Niagara Gazette

Opinion

February 2, 2013

LETTERS FROM THE ISLAND: No shadows in this Groundhog Day story

Niagara Gazette — Dear Mainland Shadowers — At first light today, a wriggling rodent saw the Capitol’s shadow and forecast six more weeks of partisan bickering.

That was pretty much it for Groundhog Day until a movie fantasized that it can be rewound. So each year we look back and calculate which day bears repeating.

This year’s winner, June 9, 2012.

On enhanced grandparent duty while our son-in-law served overseas, we’d pilgrimaged to the village of Groton for grandson Clark’s final baseball game.

Rain drummed on our daughter’s tin awnings but Grotonaires are a hardy lot. The field was soft, the drizzle light. It was Clark’s turn to pitch. Last start he’d been replaced for walking too many batters, but this time he finished his two-inning stint with five strikeouts and a 7-3 lead.

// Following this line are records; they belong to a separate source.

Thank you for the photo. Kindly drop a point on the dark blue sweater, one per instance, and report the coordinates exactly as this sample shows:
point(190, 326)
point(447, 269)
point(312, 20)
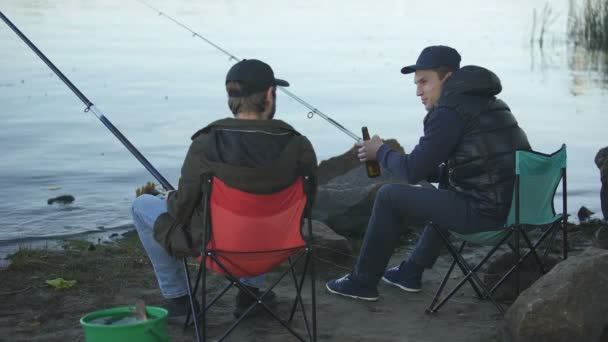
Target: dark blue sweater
point(443, 129)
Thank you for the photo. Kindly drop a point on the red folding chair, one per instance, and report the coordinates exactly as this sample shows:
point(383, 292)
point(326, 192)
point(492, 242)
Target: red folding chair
point(252, 234)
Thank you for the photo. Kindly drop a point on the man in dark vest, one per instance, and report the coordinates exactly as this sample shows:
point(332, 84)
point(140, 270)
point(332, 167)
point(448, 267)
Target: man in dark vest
point(468, 146)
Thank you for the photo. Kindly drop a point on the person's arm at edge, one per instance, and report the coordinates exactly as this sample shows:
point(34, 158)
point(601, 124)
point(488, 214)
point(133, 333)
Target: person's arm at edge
point(181, 202)
point(308, 163)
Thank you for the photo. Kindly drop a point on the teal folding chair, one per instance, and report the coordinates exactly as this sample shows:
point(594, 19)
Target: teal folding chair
point(537, 177)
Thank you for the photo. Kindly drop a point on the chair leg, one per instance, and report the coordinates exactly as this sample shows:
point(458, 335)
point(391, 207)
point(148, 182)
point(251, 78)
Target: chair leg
point(539, 261)
point(203, 313)
point(192, 299)
point(313, 294)
point(516, 263)
point(565, 238)
point(298, 300)
point(444, 282)
point(470, 275)
point(258, 302)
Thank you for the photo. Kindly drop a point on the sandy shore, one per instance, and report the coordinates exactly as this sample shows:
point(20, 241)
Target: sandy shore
point(116, 275)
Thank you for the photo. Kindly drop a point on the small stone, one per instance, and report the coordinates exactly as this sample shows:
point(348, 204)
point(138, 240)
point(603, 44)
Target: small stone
point(600, 239)
point(63, 199)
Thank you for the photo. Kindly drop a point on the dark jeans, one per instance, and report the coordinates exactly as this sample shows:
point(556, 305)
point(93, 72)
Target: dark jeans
point(397, 202)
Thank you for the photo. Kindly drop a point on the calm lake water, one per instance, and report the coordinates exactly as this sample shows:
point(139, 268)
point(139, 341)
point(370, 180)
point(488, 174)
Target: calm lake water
point(158, 85)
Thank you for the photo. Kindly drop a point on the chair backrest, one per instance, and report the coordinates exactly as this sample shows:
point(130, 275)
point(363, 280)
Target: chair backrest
point(252, 234)
point(537, 177)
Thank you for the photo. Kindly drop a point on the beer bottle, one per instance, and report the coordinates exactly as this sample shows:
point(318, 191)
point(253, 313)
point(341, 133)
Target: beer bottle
point(372, 166)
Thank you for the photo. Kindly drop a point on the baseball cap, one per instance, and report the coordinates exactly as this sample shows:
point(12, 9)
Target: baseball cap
point(433, 57)
point(256, 75)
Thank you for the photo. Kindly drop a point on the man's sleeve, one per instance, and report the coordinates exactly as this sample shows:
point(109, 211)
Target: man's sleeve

Doug’s head was partly 50 miles away, where Grand Island was playing a state semi-final. But he snapped to attention when Clark, playing third, slapped the tag on an unwary base-runner, a move so deft that the umpire missed it, but the base coach, soul of fairness, said “Nah, out by a mile.” Game over.

As we slogged to the car, Doug’s sweatpants vibrated. It was Jonah Bronstein, Gazette sports editor. Grand Island had won and would play in the finals in one hour. “If you want to go …” said Jonah. “Hey, Clark, wanna’ go to a state final?” Doug asked. “Awesome,” said Clark. We scraped off a layer of mud, grabbed Groton Youth Baseball’s last two hot dogs and hurried down Route 38, Clark navigating by road map, reaching our seats as the game’s second batter stepped in.

Grand Island didn’t quite win. After two innings, Clark assigned himself shagger of foul balls. As the game ended, Doug said, “wait here while I interview folks,” but on the field, he sensed Clark right beside him and couldn’t bear to send him away. Viking Coach Dean Santorio gave him a game-scuffed ball. Doug politely introduced Clark to a young Buffalo News reporter, who asked, “Do you play?” Clark, 9, recited his morning exploits. The reporter retrieved his notebook and jotted them down.